Finally, more than ten weeks after we filed petitions to intervene in Liberty Utilities’ Granite Bridge and resource planning dockets, the NHPUC has granted PLAN-NE full intervenor status. Our legal and gas market experts will now have access to confidential data for analysis with respect to Liberty’s planned expansions and evaluate the legitimacy of the major buildout being proposed, from a overbuild-versus-reliability perspective. The two proceedings are running parallel schedules, with discovery now underway and our expert testimony due in early September.
Last week we attended the first open house for Granite Bridge, held in Epping (the proposed host to a 2 BCF LNG storage facility and liquefaction plant). There were no detailed maps of the route as we have come to expect from attending pipeline open houses; in fact, we were told the maps provided online by Liberty are just placeholders because planning is really only just beginning. There were no artist renderings of the LNG facility being proposed, just factsheets with charts and drawings. In the lead up to the open house, Liberty issued a press release touting the fact that 22 state senators support the project – although internal company documentation(unearthed in the discovery process) indicates that, in Liberty’s view, a number of state and local officials supporting the project didn’t really understand it.

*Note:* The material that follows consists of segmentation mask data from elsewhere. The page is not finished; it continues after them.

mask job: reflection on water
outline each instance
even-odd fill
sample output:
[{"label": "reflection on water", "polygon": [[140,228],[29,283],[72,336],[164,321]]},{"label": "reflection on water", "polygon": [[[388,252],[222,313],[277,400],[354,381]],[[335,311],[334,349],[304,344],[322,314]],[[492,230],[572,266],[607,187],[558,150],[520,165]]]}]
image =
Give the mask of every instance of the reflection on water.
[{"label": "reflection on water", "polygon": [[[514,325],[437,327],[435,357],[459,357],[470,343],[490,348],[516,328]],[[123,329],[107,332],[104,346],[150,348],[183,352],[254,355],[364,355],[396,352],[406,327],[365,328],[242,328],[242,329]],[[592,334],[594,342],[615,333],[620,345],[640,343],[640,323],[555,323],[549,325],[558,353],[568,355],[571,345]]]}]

On the Massachusetts gas utility front, in the midst of Columbia Gas’ proposed buildout in its greater Springfield service area, that company has filed for a rate increase. The deadline to intervene in the Columbia rate case at the DPU is June 4th. Public comment hearings will be held mid June, including aJune 19th hearing in Springfield.

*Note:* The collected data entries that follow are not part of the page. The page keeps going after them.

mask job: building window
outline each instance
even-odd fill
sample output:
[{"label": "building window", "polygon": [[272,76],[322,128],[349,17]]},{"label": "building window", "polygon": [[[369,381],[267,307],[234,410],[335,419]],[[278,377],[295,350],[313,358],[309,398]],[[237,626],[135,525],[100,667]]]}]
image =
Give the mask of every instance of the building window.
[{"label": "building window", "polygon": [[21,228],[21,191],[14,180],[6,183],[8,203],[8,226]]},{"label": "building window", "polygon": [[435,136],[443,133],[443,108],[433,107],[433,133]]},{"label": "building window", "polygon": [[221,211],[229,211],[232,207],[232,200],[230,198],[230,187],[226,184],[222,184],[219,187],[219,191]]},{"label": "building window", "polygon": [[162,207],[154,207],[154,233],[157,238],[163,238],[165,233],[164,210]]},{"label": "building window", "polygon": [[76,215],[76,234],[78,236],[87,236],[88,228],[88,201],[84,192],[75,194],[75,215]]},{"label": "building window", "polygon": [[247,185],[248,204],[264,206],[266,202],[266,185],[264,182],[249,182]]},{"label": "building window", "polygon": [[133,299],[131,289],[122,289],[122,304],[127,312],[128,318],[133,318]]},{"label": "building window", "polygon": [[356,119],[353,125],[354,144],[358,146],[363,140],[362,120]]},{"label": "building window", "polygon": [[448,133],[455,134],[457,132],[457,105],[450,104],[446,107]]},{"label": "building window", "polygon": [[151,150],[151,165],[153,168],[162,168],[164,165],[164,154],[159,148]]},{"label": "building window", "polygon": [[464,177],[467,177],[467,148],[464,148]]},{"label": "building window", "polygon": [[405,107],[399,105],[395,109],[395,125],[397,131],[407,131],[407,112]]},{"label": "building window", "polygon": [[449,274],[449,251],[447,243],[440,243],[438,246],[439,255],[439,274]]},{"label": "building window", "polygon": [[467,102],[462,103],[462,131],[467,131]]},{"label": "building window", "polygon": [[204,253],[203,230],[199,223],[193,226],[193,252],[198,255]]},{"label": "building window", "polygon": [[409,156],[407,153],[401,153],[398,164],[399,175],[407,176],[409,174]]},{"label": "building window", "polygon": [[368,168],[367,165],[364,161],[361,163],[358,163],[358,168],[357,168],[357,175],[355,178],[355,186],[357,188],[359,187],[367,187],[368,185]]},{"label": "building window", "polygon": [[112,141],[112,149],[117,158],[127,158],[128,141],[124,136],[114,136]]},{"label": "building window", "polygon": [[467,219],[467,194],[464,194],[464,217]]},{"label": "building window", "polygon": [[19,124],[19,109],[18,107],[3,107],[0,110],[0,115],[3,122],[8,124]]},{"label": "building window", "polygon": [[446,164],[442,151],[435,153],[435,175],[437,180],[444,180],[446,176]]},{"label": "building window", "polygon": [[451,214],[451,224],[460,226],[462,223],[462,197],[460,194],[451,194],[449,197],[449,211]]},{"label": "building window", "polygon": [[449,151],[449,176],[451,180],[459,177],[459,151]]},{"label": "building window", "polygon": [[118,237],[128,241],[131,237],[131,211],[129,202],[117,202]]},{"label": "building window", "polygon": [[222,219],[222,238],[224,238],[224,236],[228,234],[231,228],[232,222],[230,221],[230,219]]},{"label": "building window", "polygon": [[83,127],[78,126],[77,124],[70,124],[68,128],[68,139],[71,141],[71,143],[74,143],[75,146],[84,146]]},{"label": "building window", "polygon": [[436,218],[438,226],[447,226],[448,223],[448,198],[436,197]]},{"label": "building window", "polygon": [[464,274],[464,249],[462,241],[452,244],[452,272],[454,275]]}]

Meanwhile, last week, the New Hampshire Supreme Court overturned the NHPUC decision relating to Access Northeast’s financing, and held that electric distribution companies may, under New Hampshire law, enter into long-term gas capacity contracts. This decision means that for projects akin to Access Northeast, all eyes are once again on Beacon Hill on the question of whether Massachusetts law will be altered to undo the decision of that state’s highest court, which held that such pipeline financing contracts are not permissible under current Massachusetts law.

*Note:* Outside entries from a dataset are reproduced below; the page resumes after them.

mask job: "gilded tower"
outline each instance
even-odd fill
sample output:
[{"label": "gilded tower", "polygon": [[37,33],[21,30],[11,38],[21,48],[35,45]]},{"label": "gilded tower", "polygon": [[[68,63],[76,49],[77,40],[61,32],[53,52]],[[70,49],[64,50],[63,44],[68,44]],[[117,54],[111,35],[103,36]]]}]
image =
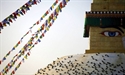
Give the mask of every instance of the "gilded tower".
[{"label": "gilded tower", "polygon": [[93,0],[84,37],[90,38],[86,53],[125,53],[125,0]]}]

The Massachusetts energy committee has just released several small bills, including modest additions to the renewable portfolio standard annual increases and an incremental raising of the cap on solar net metering. We still await a new version of the Senate omnibus energy bill, now in the Senate Ways & Means committee. Constituents can urge that committee to act swiftly, while asking House Ways & Means members to improve on the energy bills by raising the annual RPS increase to 3%, raising the net metering caps by 5% (or eliminating them altogether), and prohibiting unjust demand charges on solar customers.
Last but not least, FERC has extended the comment deadline in its 1999 pipeline certificate policy review proceeding – we now all have until July 25th. In addition to submitting comments, please sign this petition being promoted by a broad coalition of organizations spearheaded by the Delaware Riverkeeper Network.
Thank you for your support and for all that you do for a clean energy future!